Optimizing the potential of sweating as a therapeutic excretory mechanism merits further research. To date, the large body of research into homeostasis of the most common metals (sodium, potassium, and to a lesser extent, magnesium, calcium, and zinc) and conditioning or adaptation to regular sweating by athletes has not been matched with studies of excretion of trace elements. Limited research suggests indirectly that conditioning may not restrict excretion of nonessential elements. Combination therapies, such as administration of n-acetyl cysteine, vitamin C, a chelating agent, or low doses of ethanol (for mercury), to name a few possibilities, along with sauna and/or exercise therapy to induce sweating, may be fruitful avenues of investigation.

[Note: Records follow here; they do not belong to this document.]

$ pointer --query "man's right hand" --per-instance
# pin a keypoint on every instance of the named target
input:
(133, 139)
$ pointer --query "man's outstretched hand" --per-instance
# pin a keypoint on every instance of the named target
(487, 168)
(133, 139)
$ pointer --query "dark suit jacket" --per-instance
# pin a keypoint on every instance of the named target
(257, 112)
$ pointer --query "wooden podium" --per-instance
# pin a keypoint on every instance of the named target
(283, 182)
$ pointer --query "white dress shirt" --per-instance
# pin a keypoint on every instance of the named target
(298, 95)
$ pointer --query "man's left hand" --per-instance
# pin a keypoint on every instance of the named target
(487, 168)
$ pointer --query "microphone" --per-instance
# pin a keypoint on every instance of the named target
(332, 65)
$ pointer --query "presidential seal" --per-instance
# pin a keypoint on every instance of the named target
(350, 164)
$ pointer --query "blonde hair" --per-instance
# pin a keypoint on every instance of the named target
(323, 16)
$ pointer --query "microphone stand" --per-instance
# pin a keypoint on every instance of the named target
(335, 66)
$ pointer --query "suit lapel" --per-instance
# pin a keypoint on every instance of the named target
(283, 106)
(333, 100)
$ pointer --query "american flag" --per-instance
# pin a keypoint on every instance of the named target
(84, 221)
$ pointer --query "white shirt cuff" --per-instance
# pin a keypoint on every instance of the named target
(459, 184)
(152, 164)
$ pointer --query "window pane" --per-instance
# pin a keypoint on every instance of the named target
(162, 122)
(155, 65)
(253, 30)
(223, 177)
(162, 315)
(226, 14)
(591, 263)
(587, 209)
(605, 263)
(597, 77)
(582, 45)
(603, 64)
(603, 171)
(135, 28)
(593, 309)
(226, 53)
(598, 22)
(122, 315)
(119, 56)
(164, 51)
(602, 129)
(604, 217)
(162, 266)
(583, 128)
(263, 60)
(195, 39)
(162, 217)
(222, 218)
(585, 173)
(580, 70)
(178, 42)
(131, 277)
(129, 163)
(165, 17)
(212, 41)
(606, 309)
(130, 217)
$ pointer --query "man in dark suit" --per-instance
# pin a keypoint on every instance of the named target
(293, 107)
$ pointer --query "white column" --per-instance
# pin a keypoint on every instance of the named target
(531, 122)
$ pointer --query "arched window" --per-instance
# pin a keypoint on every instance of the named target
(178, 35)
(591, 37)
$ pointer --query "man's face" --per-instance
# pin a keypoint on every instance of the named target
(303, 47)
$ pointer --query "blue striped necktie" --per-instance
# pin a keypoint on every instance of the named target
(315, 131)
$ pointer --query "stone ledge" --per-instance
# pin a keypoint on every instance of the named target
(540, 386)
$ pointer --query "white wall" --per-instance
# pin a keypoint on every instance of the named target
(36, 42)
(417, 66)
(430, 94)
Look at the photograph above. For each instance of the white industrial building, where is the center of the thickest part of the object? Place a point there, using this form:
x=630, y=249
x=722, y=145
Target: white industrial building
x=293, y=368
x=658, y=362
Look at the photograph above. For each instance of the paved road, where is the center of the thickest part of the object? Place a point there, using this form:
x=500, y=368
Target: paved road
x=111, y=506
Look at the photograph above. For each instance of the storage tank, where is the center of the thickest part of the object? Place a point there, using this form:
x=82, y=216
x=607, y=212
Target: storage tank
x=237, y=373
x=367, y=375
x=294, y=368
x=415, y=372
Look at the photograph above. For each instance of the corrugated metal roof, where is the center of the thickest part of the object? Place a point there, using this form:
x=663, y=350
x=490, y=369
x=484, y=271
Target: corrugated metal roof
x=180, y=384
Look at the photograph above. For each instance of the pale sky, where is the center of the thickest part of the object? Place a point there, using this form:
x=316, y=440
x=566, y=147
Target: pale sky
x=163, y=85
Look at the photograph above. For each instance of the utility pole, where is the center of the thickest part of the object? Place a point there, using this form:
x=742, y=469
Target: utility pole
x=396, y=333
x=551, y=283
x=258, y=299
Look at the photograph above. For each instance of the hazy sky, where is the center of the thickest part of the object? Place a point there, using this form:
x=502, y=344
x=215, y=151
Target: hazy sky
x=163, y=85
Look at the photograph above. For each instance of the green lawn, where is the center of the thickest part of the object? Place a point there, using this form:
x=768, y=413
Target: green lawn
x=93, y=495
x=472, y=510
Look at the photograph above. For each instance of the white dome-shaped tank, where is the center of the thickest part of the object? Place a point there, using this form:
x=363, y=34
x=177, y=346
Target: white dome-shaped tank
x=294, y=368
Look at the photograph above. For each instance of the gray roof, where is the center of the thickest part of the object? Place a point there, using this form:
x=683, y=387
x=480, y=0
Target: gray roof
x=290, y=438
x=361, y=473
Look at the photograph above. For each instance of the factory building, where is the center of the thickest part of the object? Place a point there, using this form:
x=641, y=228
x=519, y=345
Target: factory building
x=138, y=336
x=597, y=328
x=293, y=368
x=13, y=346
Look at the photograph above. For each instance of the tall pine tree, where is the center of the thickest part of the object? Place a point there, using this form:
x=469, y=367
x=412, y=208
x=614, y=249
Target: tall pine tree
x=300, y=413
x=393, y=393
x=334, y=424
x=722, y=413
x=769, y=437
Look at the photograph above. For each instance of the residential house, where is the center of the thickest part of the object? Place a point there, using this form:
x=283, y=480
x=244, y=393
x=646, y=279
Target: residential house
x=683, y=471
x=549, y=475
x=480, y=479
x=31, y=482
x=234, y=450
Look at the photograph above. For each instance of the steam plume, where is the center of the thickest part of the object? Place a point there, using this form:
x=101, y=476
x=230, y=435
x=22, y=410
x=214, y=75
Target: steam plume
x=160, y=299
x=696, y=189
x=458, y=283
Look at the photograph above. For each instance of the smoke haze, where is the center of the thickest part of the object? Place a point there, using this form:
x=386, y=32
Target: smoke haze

It has been noted that among people whose health is compromised by toxicants, heat regulatory mechanisms of the autonomic nervous system are often affected, resulting in a failure to sweat readily [3]. In these cases, along with diet and nutritional supplementation to remediate biochemical imbalances, interventions to consider include brushing the skin, niacin to assist with vasodilation, and exercise prior to sauna use [50]. Clinical experience is that with persistence and ample hydration patients do eventually start to sweat. This is often a sign that the autonomic nervous system function is beginning to improve. With enhanced ability to sweat, detoxification is facilitated, which can ultimately result in clinical improvement.

For biomonitoring and research purposes, modern validated methods are desirable to collect and measure elements in sweat, so this means of excretion may be considered in the context of other measures such as urine, blood, feces, and hair concentrations. Considerations for dry and wet collection methods were recently discussed in the context of essential solutes [51, 52].

Undoubtedly further research in this area would improve understanding, but the available evidence suggests that physicians could consider recommending sweating as tolerated via exercise (preferred) and/or use of a sauna as a low-risk, potentially beneficial treatment for individuals who may be experiencing effects of toxic elements, or for individuals with regular exposure to or accretion of toxicants.
5. Conclusions

Sweating offers potential and deserves consideration, to assist with removal of toxic elements from the body. As toxic elements are implicated in many serious chronic conditions, research is needed in patients with select conditions to evaluate the body burden and to test the efficacy of source removal, dietary choices and supplements, interventions that induce sweating, and treatments with drugs, all to enhance excretion of toxic elements with the goal of clinical improvement. There is a clear need for robust trials, appropriately sized to assess clinical outcomes, from which therapeutic protocols can be derived. Both biochemical and clinical outcomes should be examined in order to develop and monitor clinical interventions that are both safe and effective."